A mask can be created by r.mask. Don’t forget that a mask is created in the current computation region. Computation extent needs to be set based on Germany vector map and computational grid aligned by the input data by g.region.

g.region vector=germany align=MOD11A2.A2019001_mosaic_LST_Day_1km
r.mask vector=germany

Let’s check range values of our LST data (by r.info module or from Layer Manager).

r.info -r map=MOD11A2.A2019001_mosaic_LST_Day_1km
min=0
max=14418

The values do not appear to be temperature. In order to determine LST from input data, digital values (DN) must be converted into Celsius or Kelvin scale.

\[C = DN * 0.02 - 273.15\]

Conversion to Celsium scale can be done by r.mapcalc (see Unit 05 - Simple computation for basic information about map algebra in GRASS).
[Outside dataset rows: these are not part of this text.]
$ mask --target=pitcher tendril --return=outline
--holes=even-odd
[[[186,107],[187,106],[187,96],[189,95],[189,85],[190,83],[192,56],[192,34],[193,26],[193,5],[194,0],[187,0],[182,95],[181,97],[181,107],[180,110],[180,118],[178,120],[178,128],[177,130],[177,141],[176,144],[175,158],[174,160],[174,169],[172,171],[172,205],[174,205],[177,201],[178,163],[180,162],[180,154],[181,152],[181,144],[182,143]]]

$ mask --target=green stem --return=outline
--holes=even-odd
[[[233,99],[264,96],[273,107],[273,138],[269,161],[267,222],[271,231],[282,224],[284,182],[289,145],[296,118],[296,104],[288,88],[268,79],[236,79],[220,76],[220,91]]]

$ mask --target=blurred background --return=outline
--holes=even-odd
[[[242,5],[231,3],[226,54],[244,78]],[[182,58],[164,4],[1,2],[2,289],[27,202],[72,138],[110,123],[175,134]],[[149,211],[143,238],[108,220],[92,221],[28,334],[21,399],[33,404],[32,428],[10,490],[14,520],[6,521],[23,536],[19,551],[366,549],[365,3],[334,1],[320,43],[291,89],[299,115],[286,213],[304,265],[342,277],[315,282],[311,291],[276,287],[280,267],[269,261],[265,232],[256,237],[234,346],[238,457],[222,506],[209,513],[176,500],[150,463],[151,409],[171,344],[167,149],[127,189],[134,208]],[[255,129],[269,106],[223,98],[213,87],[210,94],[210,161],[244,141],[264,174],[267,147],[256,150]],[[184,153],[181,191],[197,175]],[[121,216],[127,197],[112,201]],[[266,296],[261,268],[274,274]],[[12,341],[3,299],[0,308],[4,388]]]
It’s also suitable to replace zero values with no-data value (NULL values in GRASS terminology).

Example:

r.mapcalc expression="MOD11A2.A2019001_mosaic_LST_Day_1km_c = \
if(MOD11A2.A2019001_mosaic_LST_Day_1km != 0, \
MOD11A2.A2019001_mosaic_LST_Day_1km * 0.02 - 273.15, null())"

Let’s check range values of new LST data layer.

r.info -r map=MOD11A2.A2017001_mosaic_LST_Day_1km_celsius
min=-26.65
max=8.09000000000003
../_images/lst-c.png

Fig. 120 LST reconstruction for Germany in Celsius scale (color table celsius applied).